I thought I dealt with this weeks ago? I thought I overcame it. I thought I was doing alright. I thought I wrote a blog post about all the happy things I was learning after overcoming it with God's help..
Mental Exhaustion. It weights heavy, almost too burdensome. Next, physical exhaustion, because this kind of heaviness isn't something our bodies are wired to carry. I must've really thought that I overcame it, all in my own power. Blood and toil. I must've really thought that, because as soon as I began to get anxious over all that was happening, I looked at myself. But the truth is, I must've forgotten that it wasn't my own doing, because I sure didn't overcome it last time with my own strength.
How could I have forgotten?
How could I have forgotten?
It was a strength that came from the Lord. I overcame it with the Lord's help, but overtime the lines began to blur and I looked down at my hands to give myself the glory. But, the humbling reality is that, when I try to place myself where God should stand, all I get is the fruitless work of man. Utterly pointless. So in this moment (and all the other moments), I come before God, humbling myself and asking for His forgiveness - because it was not my doing, but His.
Who am I apart from God?
Stress? Stress is natural (especially when you have a joyful two 15 page papers to write and have absolutely no idea what to write about). But when that stress slowly and subtly translates into anxiousness and worries, that's when we have to draw the line. Why? Because God calls us to never be anxious about anything, and to live according to the Spirit (Some reference points: Romans 8:1-13, Galatians 5:25, Ephesians 4: 23-24).
But the thing is, God doesn't just leave us hanging - He's there to personally give you the peace. Isn't He just so amazing?!?!
Peace, which is one out of the nine fruit of the spirit (love, joy, peace, patience, kindness, goodness, faith, gentleness, and self control) - and means that when we are living according to the Spirit, we will yield these fruits - but as we remain in Christ.

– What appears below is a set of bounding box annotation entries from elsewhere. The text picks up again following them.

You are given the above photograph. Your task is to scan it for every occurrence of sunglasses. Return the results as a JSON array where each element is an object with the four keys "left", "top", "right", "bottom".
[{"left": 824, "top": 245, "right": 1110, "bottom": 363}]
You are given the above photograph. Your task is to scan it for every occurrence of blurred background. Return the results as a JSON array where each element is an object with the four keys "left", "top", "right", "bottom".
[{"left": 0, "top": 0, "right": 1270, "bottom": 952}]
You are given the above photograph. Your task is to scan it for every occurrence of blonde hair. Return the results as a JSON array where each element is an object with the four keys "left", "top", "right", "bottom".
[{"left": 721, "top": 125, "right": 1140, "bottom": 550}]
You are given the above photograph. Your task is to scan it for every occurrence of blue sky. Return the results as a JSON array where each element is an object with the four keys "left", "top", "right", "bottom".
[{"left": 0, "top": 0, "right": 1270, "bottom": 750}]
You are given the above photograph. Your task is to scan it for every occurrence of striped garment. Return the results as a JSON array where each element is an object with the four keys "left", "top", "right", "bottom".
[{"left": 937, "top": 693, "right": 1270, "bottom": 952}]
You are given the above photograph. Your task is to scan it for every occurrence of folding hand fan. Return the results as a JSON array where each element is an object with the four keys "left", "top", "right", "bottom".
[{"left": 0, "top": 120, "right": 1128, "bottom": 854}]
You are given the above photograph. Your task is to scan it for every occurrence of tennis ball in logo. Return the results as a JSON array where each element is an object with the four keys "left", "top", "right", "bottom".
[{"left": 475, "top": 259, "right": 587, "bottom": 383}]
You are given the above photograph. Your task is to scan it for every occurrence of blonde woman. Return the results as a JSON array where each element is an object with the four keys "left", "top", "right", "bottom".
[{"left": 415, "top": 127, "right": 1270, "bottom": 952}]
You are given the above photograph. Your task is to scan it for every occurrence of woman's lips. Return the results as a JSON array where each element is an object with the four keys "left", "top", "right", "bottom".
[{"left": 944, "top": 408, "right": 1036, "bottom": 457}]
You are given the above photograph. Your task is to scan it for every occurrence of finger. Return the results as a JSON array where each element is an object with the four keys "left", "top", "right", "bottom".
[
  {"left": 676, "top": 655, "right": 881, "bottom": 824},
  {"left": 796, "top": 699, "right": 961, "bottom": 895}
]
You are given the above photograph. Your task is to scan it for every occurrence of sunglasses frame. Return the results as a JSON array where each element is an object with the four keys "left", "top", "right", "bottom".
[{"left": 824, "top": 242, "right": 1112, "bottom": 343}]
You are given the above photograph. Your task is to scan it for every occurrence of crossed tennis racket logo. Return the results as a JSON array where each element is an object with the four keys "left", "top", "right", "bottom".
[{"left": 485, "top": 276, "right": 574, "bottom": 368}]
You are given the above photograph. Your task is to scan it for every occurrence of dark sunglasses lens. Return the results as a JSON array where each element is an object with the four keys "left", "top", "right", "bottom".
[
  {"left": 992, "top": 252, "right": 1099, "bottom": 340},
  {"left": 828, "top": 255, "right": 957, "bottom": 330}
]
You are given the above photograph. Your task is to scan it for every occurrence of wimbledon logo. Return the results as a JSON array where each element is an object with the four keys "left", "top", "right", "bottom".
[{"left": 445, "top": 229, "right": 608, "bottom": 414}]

But do you hear me? Rebecca, are you listening? We cannot be living in this peace that God promises when we are try to do things in our power, in our way. Haven't you heard that being a follower of Christ means surrendering yourself for Him? But isn't this so freeing? We don't have carry all this load; we don't have to trust our provision. We are called to trust the Lord in everything, in all circumstances, in all life's stresses. But maybe, just maybe Jesus's authoritative voice just isn't doing it for you, then in that case, let's look at this in a different angle:
This verse is strangely comforting, because why do we allow ourselves to get so caught up with everything in this world, when we created to have our eyes set on something grander - something (that should be) much more consuming than our stress or anxiousness. What do we earn by stressing over such things anyways (Matthew 6:25-34)? I mean, my conviction was that if we are supposedly free from our sins, then why do we still chain ourselves to our worldly affairs? Sometimes, surrendering to God, looks like this: choosing to fill ourselves with God's word to fight the fleshiness, leaning on God's strength to overrule our lives, rather than us taking control of it. To me, that's what surrendering to the Lord has been looking like lately, and I've been awfully failing, because every time I am tempted to rely on myself. I've been learning to remain in God and to remain in Him and to constantly remain in Him. And yes, my dear readers, it will take time to reap those spiritual fruits. And yes, it's not instinctive to live by the Spirit. But yes, when I chose to accept Jesus Christ into my life, I also chose to deny myself to follow Him.
And it's pretty sad that it took 3 weeks of having strep throat for me to realize that I wasn't giving God the ownership He needs in my life lately..But hey, it caught my attention.
Prayers that we all will be able to examine our hearts and lives, and see the areas where we must give God the ownership of them. I love you all. Talk to you soon.